Find Maximum value of abs(i – j) * min(arr[i], arr[j]) in an array arr[]

https://www.geeksforgeeks.org/find-maximum-value-of-absi-j-minarri-arrj-in-an-array-arr/

Given an array of n distinct elements. Find the maximum of product of Minimum of two numbers in the array and absolute difference of their positions, i.e., find maximum value of abs(i – j) * min(arr[i], arr[j]) where i and j vary from 0 to n-1.
Examples :

Input : arr[] = {3, 2, 1, 4}
Output: 9
// arr[0] = 3 and arr[3] = 4 minimum of them is 3 and 
// absolute difference between their position is 
// abs(0-3) = 3. So product is 3*3 = 9

An efficient solution to solves the problem in linear time complexity. We take two iterators Left=0 and Right=n-1, compare elements arr[Left] and arr[right].

left = 0, right = n-1
maxProduct = -INF
While (left < right)
    If arr[Left] < arr[right] 
        currProduct = arr[Left]*(right-Left) 
        Left++ . 
    If arr[right] < arr[Left] 
        currProduct = arr[Right]*(Right-Left) 
        Right-- . 
  
    maxProduct = max(maxProduct, currProduct)

How does this work?
The important thing to show that we don’t miss any potential pair in above linear algorithm, i.e., we need to show that doing left++ or right– doesn’t lead to a case where we would have got higher value of maxProduct.

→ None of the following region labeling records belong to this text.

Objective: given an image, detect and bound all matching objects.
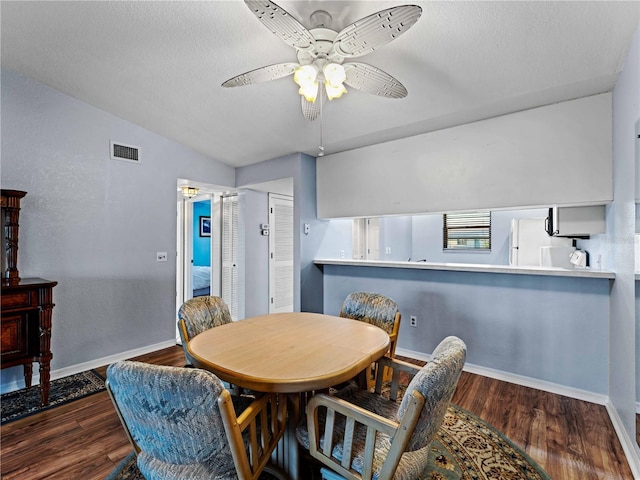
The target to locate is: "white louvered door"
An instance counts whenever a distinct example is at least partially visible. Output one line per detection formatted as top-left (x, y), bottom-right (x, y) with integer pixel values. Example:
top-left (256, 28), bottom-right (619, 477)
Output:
top-left (269, 193), bottom-right (293, 313)
top-left (221, 195), bottom-right (238, 320)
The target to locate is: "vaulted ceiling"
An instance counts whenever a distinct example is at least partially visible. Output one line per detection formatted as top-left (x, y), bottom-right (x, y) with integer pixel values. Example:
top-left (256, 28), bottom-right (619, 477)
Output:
top-left (0, 0), bottom-right (640, 166)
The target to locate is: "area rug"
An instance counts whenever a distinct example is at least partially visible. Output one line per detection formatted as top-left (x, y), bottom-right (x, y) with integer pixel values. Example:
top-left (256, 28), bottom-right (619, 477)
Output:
top-left (0, 370), bottom-right (105, 425)
top-left (108, 404), bottom-right (551, 480)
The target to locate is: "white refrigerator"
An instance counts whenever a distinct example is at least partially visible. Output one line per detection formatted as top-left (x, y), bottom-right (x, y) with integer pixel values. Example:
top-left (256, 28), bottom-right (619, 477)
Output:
top-left (509, 217), bottom-right (575, 268)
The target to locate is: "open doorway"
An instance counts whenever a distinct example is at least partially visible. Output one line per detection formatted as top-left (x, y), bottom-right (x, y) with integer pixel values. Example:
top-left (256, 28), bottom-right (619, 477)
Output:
top-left (176, 179), bottom-right (229, 343)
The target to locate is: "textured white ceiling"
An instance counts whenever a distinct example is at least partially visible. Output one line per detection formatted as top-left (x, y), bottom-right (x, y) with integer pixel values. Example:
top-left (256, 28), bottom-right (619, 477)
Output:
top-left (0, 0), bottom-right (640, 166)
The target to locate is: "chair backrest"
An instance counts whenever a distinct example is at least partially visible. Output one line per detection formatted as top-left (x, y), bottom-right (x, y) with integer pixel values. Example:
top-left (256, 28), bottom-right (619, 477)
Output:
top-left (105, 361), bottom-right (286, 480)
top-left (340, 292), bottom-right (399, 334)
top-left (340, 292), bottom-right (400, 357)
top-left (178, 295), bottom-right (231, 345)
top-left (397, 336), bottom-right (467, 451)
top-left (107, 361), bottom-right (235, 475)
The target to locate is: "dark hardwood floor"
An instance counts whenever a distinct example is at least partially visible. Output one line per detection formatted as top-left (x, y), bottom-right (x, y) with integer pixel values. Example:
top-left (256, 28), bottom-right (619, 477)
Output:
top-left (0, 346), bottom-right (633, 480)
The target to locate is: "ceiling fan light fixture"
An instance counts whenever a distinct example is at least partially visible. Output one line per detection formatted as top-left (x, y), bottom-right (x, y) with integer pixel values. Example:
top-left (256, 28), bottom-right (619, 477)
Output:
top-left (324, 82), bottom-right (347, 100)
top-left (293, 65), bottom-right (318, 103)
top-left (298, 82), bottom-right (318, 103)
top-left (322, 63), bottom-right (347, 87)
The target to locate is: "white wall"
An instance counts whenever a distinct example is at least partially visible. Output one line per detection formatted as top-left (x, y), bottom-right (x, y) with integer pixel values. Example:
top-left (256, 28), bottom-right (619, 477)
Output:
top-left (1, 69), bottom-right (235, 388)
top-left (317, 94), bottom-right (613, 218)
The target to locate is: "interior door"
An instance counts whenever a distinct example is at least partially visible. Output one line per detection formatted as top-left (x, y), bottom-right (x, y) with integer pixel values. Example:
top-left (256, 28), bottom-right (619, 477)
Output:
top-left (221, 195), bottom-right (239, 320)
top-left (269, 193), bottom-right (293, 313)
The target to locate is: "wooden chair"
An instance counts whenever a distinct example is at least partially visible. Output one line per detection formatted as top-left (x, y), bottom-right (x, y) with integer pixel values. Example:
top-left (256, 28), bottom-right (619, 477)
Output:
top-left (296, 337), bottom-right (466, 480)
top-left (106, 361), bottom-right (288, 480)
top-left (340, 292), bottom-right (401, 387)
top-left (178, 296), bottom-right (231, 363)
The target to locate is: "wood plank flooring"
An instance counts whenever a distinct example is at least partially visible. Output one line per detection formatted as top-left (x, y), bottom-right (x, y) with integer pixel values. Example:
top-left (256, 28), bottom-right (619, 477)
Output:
top-left (0, 346), bottom-right (633, 480)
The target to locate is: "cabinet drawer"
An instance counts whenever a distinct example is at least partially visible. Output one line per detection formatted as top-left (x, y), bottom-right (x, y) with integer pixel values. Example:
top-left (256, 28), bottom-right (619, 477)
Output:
top-left (0, 314), bottom-right (29, 361)
top-left (0, 290), bottom-right (34, 310)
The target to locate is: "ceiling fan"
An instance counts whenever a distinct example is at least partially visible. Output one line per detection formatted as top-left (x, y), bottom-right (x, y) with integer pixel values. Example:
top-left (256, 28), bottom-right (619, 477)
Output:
top-left (222, 0), bottom-right (422, 121)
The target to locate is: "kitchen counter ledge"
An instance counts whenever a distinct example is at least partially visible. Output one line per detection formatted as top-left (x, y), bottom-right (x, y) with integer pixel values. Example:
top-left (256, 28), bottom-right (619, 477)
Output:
top-left (313, 259), bottom-right (616, 280)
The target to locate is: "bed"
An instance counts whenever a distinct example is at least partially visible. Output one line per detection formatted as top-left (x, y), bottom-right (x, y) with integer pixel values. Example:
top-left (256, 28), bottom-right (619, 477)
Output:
top-left (193, 266), bottom-right (211, 297)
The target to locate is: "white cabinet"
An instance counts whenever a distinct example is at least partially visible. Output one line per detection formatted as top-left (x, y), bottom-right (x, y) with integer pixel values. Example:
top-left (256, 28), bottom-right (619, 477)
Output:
top-left (545, 205), bottom-right (605, 237)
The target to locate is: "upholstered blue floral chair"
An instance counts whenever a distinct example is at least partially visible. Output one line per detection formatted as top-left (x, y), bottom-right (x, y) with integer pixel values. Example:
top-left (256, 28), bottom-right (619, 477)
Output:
top-left (340, 292), bottom-right (401, 386)
top-left (106, 361), bottom-right (286, 480)
top-left (296, 337), bottom-right (466, 480)
top-left (178, 296), bottom-right (231, 361)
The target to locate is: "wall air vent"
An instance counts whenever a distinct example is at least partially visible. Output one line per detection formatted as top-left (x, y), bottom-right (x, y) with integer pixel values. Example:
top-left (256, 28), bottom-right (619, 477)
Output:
top-left (111, 141), bottom-right (140, 163)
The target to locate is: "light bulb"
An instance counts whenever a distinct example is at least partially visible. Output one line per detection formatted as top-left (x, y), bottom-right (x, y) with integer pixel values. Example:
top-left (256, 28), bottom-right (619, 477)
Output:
top-left (298, 82), bottom-right (318, 103)
top-left (293, 65), bottom-right (318, 103)
top-left (324, 82), bottom-right (347, 100)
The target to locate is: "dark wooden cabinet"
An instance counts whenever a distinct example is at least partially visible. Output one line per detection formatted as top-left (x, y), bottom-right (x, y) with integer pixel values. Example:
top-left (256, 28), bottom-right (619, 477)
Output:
top-left (0, 190), bottom-right (58, 405)
top-left (0, 278), bottom-right (58, 405)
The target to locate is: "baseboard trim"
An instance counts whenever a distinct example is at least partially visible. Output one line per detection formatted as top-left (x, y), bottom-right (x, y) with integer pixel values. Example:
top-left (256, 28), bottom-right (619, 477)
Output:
top-left (0, 339), bottom-right (176, 393)
top-left (396, 348), bottom-right (609, 405)
top-left (605, 401), bottom-right (640, 478)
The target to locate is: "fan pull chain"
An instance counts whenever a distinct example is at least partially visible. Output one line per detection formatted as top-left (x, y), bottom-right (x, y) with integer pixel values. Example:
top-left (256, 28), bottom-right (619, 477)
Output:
top-left (318, 91), bottom-right (324, 157)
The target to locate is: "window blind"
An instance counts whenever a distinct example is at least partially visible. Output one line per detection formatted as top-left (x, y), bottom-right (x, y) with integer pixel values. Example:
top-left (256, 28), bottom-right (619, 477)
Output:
top-left (443, 210), bottom-right (491, 250)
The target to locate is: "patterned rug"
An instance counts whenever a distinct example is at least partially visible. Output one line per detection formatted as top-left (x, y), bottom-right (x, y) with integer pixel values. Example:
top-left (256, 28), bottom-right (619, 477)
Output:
top-left (108, 404), bottom-right (551, 480)
top-left (0, 370), bottom-right (105, 425)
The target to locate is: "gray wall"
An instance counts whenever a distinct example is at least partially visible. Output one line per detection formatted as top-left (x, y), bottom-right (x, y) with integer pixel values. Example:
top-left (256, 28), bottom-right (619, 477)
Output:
top-left (323, 265), bottom-right (610, 395)
top-left (1, 69), bottom-right (235, 387)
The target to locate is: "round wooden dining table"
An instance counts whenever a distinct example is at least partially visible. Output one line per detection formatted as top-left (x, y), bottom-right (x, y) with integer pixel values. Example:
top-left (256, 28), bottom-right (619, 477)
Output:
top-left (187, 312), bottom-right (389, 393)
top-left (187, 312), bottom-right (389, 480)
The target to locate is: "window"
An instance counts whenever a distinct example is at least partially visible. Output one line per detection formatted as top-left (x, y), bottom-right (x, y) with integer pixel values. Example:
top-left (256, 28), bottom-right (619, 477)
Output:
top-left (443, 210), bottom-right (491, 251)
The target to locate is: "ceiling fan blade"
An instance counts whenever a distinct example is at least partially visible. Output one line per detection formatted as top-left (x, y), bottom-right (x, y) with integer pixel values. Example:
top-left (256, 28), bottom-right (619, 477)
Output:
top-left (222, 63), bottom-right (300, 87)
top-left (333, 5), bottom-right (422, 58)
top-left (300, 85), bottom-right (327, 122)
top-left (244, 0), bottom-right (316, 51)
top-left (342, 62), bottom-right (408, 98)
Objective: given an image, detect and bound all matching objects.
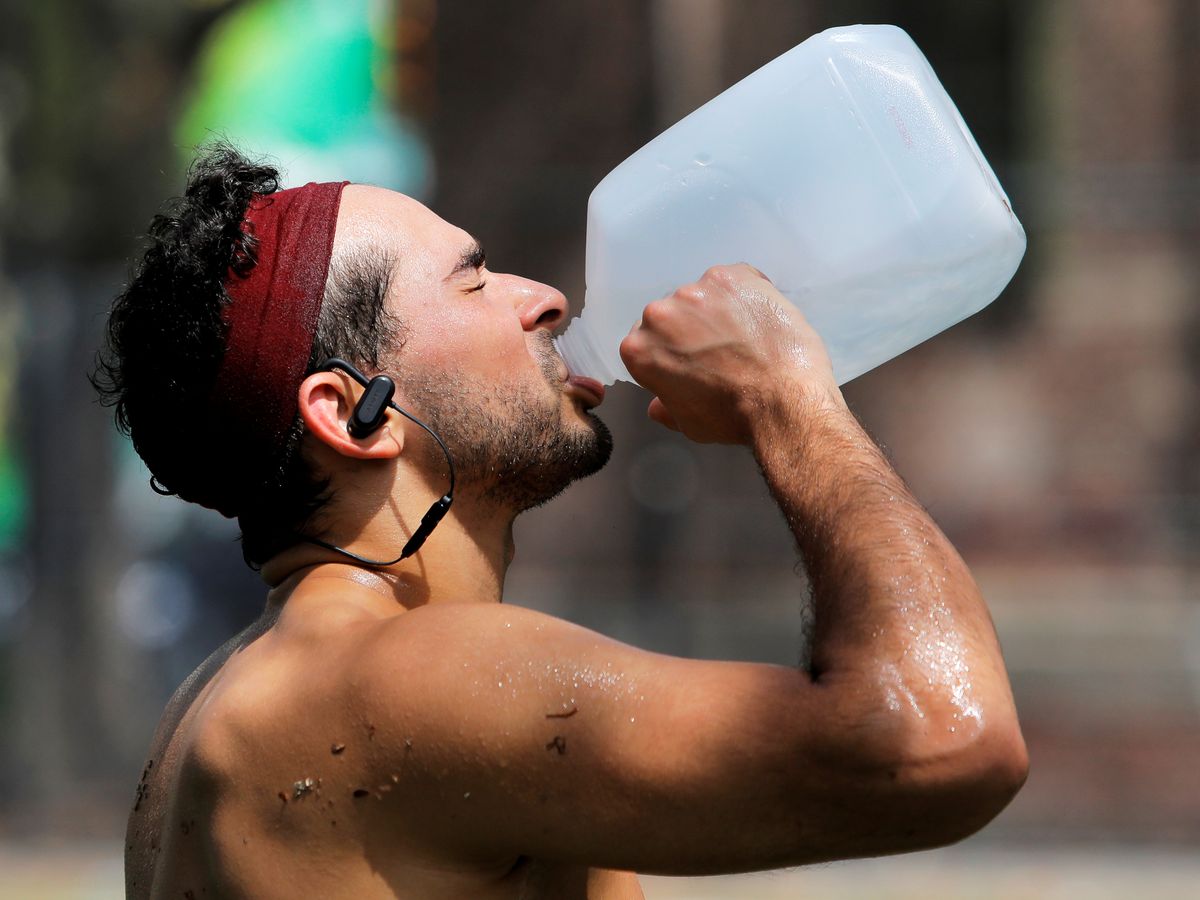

Please note that we always multiply with (right – left).

1) If arr[left] < arr[right], then smaller values of right for current left are useless as they can not produce higher value of maxProduct (because we multiply with arr[left] with (right – left)). What if arr[left] was greater than any of the elements on its left side. In that case, a better pair for that element must have been found with current right. Therefore we can safely increase left without missing any better pair with current left.

2) Similar arguments are applicable when arr[right] < arr[left].

For those having same doubt consider this explanation

My doubt:

Now if arr[leftpointer] is smaller we increment left pointer else increment right
pointer. we increment left pointer because any element to left of right
pointer, greater than arr[left pointer] will yield smaller value of
abs(i – j) so we do not need to consider those cases.

that logic was correct

BUT

BUT what about those elements to right of right pointer and greater than
arr[left pointer] may yield a larger value for abs(i – j) which we are
missing to consider.?

Explanation:

those elements to the right of rightPointer but greater than arr[leftPoiner] will definetely yield greater value of abs(j-i) than current abs(rightPointer -leftPoiner) but think that

that element to right of right pointer greater than arr[left Pointer] will never be paired with this arr[left Pointer] because it has been previously been paired with some element to left of left pointer which was greater than this right element so that pairing computed a greater value of abs(i – j) * min(arr[i], arr[j]) than pairing that element with this arr[left Pointer].

Similar argument for elements to left of left pointer

example

{12,9,13,11}

i refer to left pointer

j refer to right pointer

step 1

i = 0 j = 3 output decremnet j because arr[j] < arr[i]

i = 0 j = 2 output incremnet i because arr[i] < arr[j]

i = 1j = 2 Now you may consider here we must consider pairing {9,11} instead of {9,13}
because for {9,11} value of abs(j-i) is greater than for {9,13} with same value of min(A[i],A[j]) but 11 won't be ever paired with 9 because it was earlier paired with 12 > 11

yielding a value 11*3 which is greater than that it can achieve pairing it with 9 which 9*2

    static int Maximum_Product(int arr[], int n) {

          

    // Initialize result

    int maxProduct = Integer.MIN_VALUE; 

      

    // product of current pair

    int currProduct;            

  

    // loop until they meet with each other

    int Left = 0, right = n - 1;

    while (Left < right) {

    if (arr[Left] < arr[right]) {

        currProduct = arr[Left] * (right - Left);

        Left++;

    } 

      

    // arr[right] is smaller

    else 

    {

        currProduct = arr[right] * (right - Left);

        right--;

    }

  

    // maximizing the product

    maxProduct = Math.max(maxProduct, currProduct);

    }

  

    return maxProduct;

}